Западная Азия – вся та группа стран, которые при последнем обороте колеса Фортуны в 323 г. до н. э. попали в руки македонских вождей и они могли делать с ними что хотели, – была местом, где произошло множество историй, поразительных и чрезвычайно значимых для рода человеческого еще до того, как македонцы впервые узнали о ней, и ей было суждено быть почвой для еще более удивительных и важных историй. Она отмечена определенными общими чертами, которые отличают ее от Европы, как отдельный мир, – чертами, которые в значительной степени формируют и определяют происходящие там события, и самая основная из этих черт (хотя она и может показаться совершенно неинтересной) – это в целом низкий уровень осадков. Атмосфера здесь особенно суха.

Последствия этой особенности могут быть очень далеко идущими. Во-первых, большие участки земли либо абсолютно неплодородны – это просто раскаленный солнцем камень и песок – или же могут питать только людей, бродящих со своими стадами по большой территории. Но в то же время эту землю пересекают горные цепи с высокими вершинами, которые перехватывают текучий пар с моря, и он катится по горным склонам в виде рек. Лишь в соседстве с горами и вдоль морского берега оседлое население может сеять и пожинать плоды – или же там, где реки, рожденные в горах, достаточно сильны, чтобы уносить свои воды далеко в пустыню, так что люди, живущие на их берегах, способны восполнить недостаток дождевой воды посредством ирригации. В этой борьбе с пустыней многие реки Западной Азии в конечном счете проигрывают и гибнут, не достигнув моря.

Если взглянуть на карту Европы, можно увидеть, что отмеченные там различные области представляют собой доступные со всех сторон пространства, однако на карте империи Александра лишь часть каждой провинции имеет значение. Остальное – пустошь: гладкая пустыня или пустынные горы. Горы, хотя они и перехватывают, и хранят дождь, сами в верхних своих областях всегда бесплодны, и только их нижние склоны и подножия дают средства к жизни цивилизованному населению – населению, которому нужно больше, чем грубым горным племенам с их примитивными жилищами. Отрезки территории между горой и пустыней, берега великих рек, низкие холмы у моря – все это линии цивилизации (фактической или потенциальной) в Западной Азии. Следствие этих условий таково, что через всю историю Западной Азии красной нитью проходит вечное различие между цивилизованными земледельцами равнин и низких холмов и дикими народами гор и пустынь. Великие монархии, которые возникли здесь, редко могли осуществлять свою власть за пределами обрабатываемой земли; горы и пустыня – это другой мир, где они в лучшем случае могут ступать очень осторожно. А для монархических оседлых народов их ближайшие соседи из этого непокорного мира были постоянной угрозой. Это была область хаоса, из которой, как только плотина чуть ослабнет, могли хлынуть орды разорителей. Даже в самые лучшие времена она мешала управлению, предлагая убежище и человеческие ресурсы для всех врагов порядка. Между царскими правительствами и свободными племенами была вековая вражда. Обычной политикой азиатских монархий было просто охранять основные пути сообщения. Такая политика со всей очевидностью следует из того, что цивилизованные поселения были ограничены упомянутыми узкими полосками территории, что основные дороги самой природой ограничены некоторыми определенными линиями. Задачей, стоявшей перед этими правительствами, было не удерживать огромную непрерывную территорию; все было проще – нужно было удерживать эти пути. Важно помнить это в связи с быстрыми завоеваниями – такими, как у Александра. Завоевать Ахеменидскую империю не значило фактически оккупировать всю область в пределах ее крайних границ (на решение такой задачи потребовалось бы больше времени, чем вся жизнь человека) – но завоевать ее земледельческие области и удерживать соединявшие их дороги.

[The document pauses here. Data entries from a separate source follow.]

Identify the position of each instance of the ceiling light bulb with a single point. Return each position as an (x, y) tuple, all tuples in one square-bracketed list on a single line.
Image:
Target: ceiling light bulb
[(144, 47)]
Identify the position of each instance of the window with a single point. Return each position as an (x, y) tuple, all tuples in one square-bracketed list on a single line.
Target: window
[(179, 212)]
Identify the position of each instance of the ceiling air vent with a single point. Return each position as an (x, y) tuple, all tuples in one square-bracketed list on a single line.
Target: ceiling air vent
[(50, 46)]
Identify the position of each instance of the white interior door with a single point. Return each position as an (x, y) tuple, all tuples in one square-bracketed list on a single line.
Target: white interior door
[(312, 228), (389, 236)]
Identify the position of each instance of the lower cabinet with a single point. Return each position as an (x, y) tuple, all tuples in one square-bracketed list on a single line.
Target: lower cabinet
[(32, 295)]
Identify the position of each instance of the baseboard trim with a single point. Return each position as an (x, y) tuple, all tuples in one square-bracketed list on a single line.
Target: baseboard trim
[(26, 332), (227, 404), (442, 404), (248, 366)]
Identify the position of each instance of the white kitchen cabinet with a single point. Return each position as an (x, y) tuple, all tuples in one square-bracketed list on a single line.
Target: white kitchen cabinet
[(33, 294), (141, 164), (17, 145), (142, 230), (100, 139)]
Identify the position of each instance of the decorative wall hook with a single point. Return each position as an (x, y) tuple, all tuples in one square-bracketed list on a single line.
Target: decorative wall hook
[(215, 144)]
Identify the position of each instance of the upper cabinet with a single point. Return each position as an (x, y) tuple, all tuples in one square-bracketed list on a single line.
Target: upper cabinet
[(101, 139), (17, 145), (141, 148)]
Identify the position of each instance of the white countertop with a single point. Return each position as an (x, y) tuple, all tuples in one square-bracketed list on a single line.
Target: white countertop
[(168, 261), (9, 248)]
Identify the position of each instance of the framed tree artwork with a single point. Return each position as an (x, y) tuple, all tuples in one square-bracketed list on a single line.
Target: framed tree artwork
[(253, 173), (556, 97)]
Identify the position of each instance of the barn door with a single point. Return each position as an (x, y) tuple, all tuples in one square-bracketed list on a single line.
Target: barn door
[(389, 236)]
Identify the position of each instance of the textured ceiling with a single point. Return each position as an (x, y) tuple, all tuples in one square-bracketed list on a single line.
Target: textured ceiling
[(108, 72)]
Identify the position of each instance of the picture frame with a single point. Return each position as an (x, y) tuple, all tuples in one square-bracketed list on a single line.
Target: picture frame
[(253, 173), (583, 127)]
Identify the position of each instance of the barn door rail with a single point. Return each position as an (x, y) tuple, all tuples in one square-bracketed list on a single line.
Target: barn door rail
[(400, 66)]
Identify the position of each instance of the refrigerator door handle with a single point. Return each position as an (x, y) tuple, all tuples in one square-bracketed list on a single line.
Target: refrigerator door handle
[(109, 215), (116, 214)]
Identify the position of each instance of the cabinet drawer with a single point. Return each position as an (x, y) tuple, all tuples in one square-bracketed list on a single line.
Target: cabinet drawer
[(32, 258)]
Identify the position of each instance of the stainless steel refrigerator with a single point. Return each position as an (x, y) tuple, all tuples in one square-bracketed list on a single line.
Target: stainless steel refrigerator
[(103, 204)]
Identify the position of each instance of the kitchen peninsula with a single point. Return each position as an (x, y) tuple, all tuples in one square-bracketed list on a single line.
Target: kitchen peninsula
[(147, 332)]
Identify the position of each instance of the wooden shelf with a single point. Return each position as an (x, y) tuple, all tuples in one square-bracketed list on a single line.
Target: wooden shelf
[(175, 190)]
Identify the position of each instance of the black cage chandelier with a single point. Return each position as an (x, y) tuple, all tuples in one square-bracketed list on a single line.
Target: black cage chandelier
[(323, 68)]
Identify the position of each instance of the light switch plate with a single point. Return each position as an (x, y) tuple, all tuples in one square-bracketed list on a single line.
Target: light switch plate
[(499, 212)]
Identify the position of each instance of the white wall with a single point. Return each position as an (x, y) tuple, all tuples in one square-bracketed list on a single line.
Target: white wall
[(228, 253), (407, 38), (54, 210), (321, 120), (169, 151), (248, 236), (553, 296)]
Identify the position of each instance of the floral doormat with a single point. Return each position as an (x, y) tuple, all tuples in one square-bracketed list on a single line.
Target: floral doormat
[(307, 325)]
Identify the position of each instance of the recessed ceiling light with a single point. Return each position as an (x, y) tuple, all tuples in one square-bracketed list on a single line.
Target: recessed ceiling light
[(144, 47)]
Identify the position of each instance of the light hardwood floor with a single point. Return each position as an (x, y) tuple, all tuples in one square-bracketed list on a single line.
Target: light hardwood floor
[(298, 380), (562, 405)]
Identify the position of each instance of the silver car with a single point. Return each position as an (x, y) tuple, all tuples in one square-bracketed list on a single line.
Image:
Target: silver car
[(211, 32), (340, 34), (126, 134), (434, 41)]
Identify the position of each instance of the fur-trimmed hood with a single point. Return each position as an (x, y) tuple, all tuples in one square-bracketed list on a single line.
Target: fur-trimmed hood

В этом вечном состязании между цивилизованным правительством и свободными детьми гор и пустынь границы, которые разделяли тех и других, естественно, передвигались. Иногда область, которая могла бы (если на нее потратить достаточно усилий) поддерживать цивилизацию, оказывалась наводнена кочевниками и полностью переходила под их контроль. Так произошло с большей частью страны по нижнему течению Евфрата: некогда многонаселенная, усыпанная цветущими городами, а теперь, при жалком управлении турок, – всего лишь пастбище бедуинов. С другой стороны, иногда и цивилизованному правительству удавалось продвинуться дальше в пустыню, выше в горы – или путем завоевания, или же (чаще) поскольку сильные люди в этих племенах основывали свои монархии, подражая монархиям в долинах. Именно так дело обстояло с персами, которые на заре истории были горными кланами, но при этом обитали в достаточно плодородных долинах.

Однако полное подчинение гор и пустынь было за пределами возможностей любой азиатской монархии. Если великие дороги удавалось защитить от мародеров, то казалось уже, что сделано достаточно. И даже этого ахеменидскому правительству, которое предшествовало Александру, не удалось полностью добиться. С выходом на сцену Александра начал свою работу новый дух – более живой, более бодрый, и прежде всего – более последовательный, чем в любой азиатской монархии. Александр не собирался мириться с тем, что свободные племена бросают вызов его правлению. По долгому опыту общения с иллирийцами и фракийцами македонцы знали обычаи таких народов. Ибо горные племена Азии не слишком отличались от горцев Европы; и те и другие были народами, которые остались на той же стадии варварства, когда жители низин перешли к цивилизации. Весьма значимо то, что Александр, при первом своем появлении в Азии, отправился в карательный поход против писидийцев и племен Антибана[9]. Когда хузии (уксии) чуть позже прибегли к вечному шантажу, они, получив резкий удар, поняли, что обычаи Александра отличаются от обычаев персидского царя[10]. Племена пустынь также почувствовали его руку. Он фактически нанес несколько спасительных ударов по скифам центральноазиатских степей; в 323 г. до н. э. он готовился разобраться с бедуинами. Возможно, его политика предусматривала окончательное подчинение гор и пустынь; но к моменту его кончины эта работа была лишь начата, а завершение ее должно было занять целые века.

Когда настанет день снова установить европейское правление в Западной Азии, станет ясно, смогут ли его действия, несравненно более могущественные, чем у любой азиатской монархии, покончить со старыми вольностями гор и пустынь. Созданное наукой оружие уже преображает Ближний Восток. Мы столько слышим о разложении оттоманской и персидской монархий, а их могущество по сравнению с другими государствами так упало, что мы едва ли сознаем, что никогда раньше они не были настолько консолидированы внутренне, что центральное правительство могло бы сделать свою власть всеобщей по всей империи. Некоторые из окраинных провинций империи Александра уже снова оказались под властью европейцев; британские и русские администраторы разбираются с проблемами горных и пустынных племен: с афридиями пограничных холмов и степными киргизами. Однако вместо сариссы и лука, с которыми приходилось работать Александру, у его современных наследников есть винтовки и горные батареи, и кто знает – возможно, прогрессивная наука сможет вложить им в руки еще более эффективные орудия господства?